L. Olenka; A.F. Rubira; E.C. Muniz; A.N. Medina; M.L. Baesso; A.C. Bento

doi:doi:10.1051/jp4:2005125132

Numéro		J. Phys. IV France Volume 125, June 2005


Page(s)		573 - 576
DOI		https://doi.org/10.1051/jp4:2005125132

J. Phys. IV France 125 (2005) 573-576
DOI: 10.1051/jp4:2005125132

Optimization of dying variables in PET: Using thermal diffusivity response as a probe in a multivariable algorithm

L. Olenka¹, A.F. Rubira², E.C. Muniz², A.N. Medina¹, M.L. Baesso¹ and A.C. Bento¹

¹ Departamento de Física, Universidade Estadual de Maringá, Av. Colombo 5790, Maringá-Paraná, 87020-900, Brazil
² Departamento de Química, Universidade Estadual de Maringá, Av.

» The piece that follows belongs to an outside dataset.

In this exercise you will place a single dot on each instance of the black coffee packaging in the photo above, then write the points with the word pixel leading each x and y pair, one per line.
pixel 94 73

Colombo 5790, Brazil

Abstract
The conventional process (CP) using aqueous dyeing and the supercritical CO₂ (SC-CO₂) impregnation were used in the present work to impregnate Polyethylene terephthalate (PET) under several conditions by varying Time, CO₂-Pressure, Temperature, Treatment and using fixed dye concentration (2 wt%) and dye color (Blue Samaron).. Samples were prepared following a Factorial Planning Design (FP) of the experiments and the thermal diffusivity ( $\alpha$ ) were the FP response. It was found $\alpha$ in the range 1.0 to $2.0 \times 10^{-3}$ cm²/s, for CP and, from 1.4 to $1.8 \times 10^{-3}$ cm²/s for the SC-CO₂ process. The thermal diffusivity increases if compared to virgin PET but, in order to analyze the thermophysical data, we shall analyze the variable effects implicit in the sample using the mains and the multivariable algorithm (MVA). Results contrast with a former photoacoustic work where intensities were used instead and showed that SC-CO₂ process is more effective in incorporating dyes than the aqueous impregnation.